Like any company, your business needs the best inventory costing method that works for you. It’s a big decision, and can be difficult to change since the method you choose affects your taxes, bank loans, management/shareholder reporting, and your ability to understand your broad financial picture; more specifically, your profit, costs, and budgets.
Finance employees that come from established companies may be tempted to start with a sophisticated costing method right away. However, the wrong method could hamper your ability to expand, obtain needed capital, and entice investors. That is why it is vitally important to choose the best costing method for your business up front.
Main considerations for selecting the best inventory costing method
The decision of the best inventory costing method to use can be boiled down to your capacity—specifically the human resources you have available, the amount of historical cost information you have, and what financial and analysis data outputs you want to see in the end.

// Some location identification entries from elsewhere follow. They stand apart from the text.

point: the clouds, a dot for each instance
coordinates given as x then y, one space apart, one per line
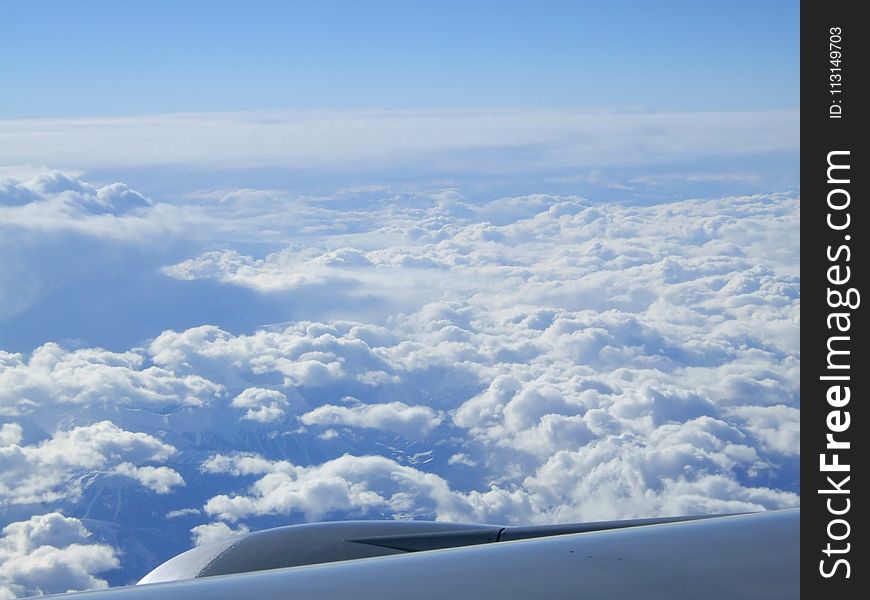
50 554
395 417
263 405
448 140
53 469
215 532
520 359
92 376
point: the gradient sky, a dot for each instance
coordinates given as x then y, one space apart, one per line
68 59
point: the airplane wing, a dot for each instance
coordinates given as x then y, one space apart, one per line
729 557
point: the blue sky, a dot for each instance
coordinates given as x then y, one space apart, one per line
269 262
62 59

- How many people can you dedicate to managing your accounting processes? Do your team members wear multiple hats? Or, do you have a defined cost accountant, controller, accounting manager and a CFO? If you have a few people who are responsible for many things, then a method such as FIFO or Average may be easier to manage. If you have established baselines and enough people to manage your system, you may be ready for a costing system such as Standard Cost that will provide visibility into where and how you can optimize your spending.
- Do you have enough historical information on your inventory costs and amounts to determine a solid baseline for what is normal? If you don’t have a good baseline of how much you have, or how much it costs, you could experience wild variances that throw off your accounting. In the absence of historical information that allows you to clearly identify Standard Costs for your items, you may want to select a method that allows for automatic cost capturing, such as FIFO or Average Costing.
- What do you need from your data output at the end? Do you want inventory valuations to fluctuate with the cost of components, labor, etc.? Or, alternatively, do you want to standardize your valuation and be able to analyze variances as costs fluctuate with shifts, such as market changes?
To help you select the best inventory costing method for your business, we have identified some of the pros and cons for each of the three methods: Standard Cost, FIFO and Average Cost.
The Standard Costing method involves assigning “set”, predetermined costs to your inventory items for valuation. With Standard Costing, any differences between the actual costs and the standard costs will appear as variances, which can be flagged for investigation. We often see this as the costing method of choice for manufacturers because it provides the most feedback to identify areas of optimization in your inventory. However, this method requires more maintenance than other costing methods and takes more people to manage it, such as a designated cost accountant. This method is also trickier to implement and often benefits from engaging an experienced software consultant. Standard costs are great for more established businesses with strong processes already in place and stable inventory levels. For others it can be cumbersome if there are not enough employees or historical information to maintain the system.
First-in-First Out (FIFO) is a costing method that assumes that your oldest goods are sold first. Companies who need a low-maintenance inventory accounting system that will give them clear views of their actual costs at point of sale, but do not yet have the data to help establish standard costs, may find that FIFO costing is best for their business. We often see this method used in distribution companies where variance analysis is not as necessary.
Like FIFO, Average Cost may be considered easier to implement and maintain than Standard Cost. As the name indicates, the Average Costing method calculates and applies an average product cost. This option is particularly useful if you like to see your costs averaged out over time, rather than using exact actual costs like in FIFO. However, for companies that deal with large purchases, at higher or lower prices, the variance in averages can result in overstating or understating the value of your current inventory.
Best Inventory Costing Method Considerations
Regardless of which inventory costing method you choose, the outcomes should be similar. With the best inventory costing method for your business, you should be able to:
- Run an accurate inventory valuation
- Conduct an internal audit and pass an external audit
- Analyze variances for stronger management of your costs and inventory over time
- Revalue inventory that is not costed correctly
Keep in mind that while it is possible to change your inventory valuation method, it is an arduous and time-intensive process. We recommend putting in the work up front to identify and implement the right costing method that will last you the lifetime of your ERP. If you truly must make a change, your partner can guide you in planning for and implementing the necessary changes in your ERP. Be aware that you will need to notify the IRS if you deviate from your original costing method.
Always consult a financial professional if you are thinking of changing your costing method and consult a software professional when you are considering a new system. Regardless of who you partner with, spending the time to establish an accurate inventory valuation before implementing a new system will help to ensure an accurate baseline. The information in your new system will depend on it. Armed with this intel, you are hopefully in a better position to choose and implement the best inventory costing method for your business.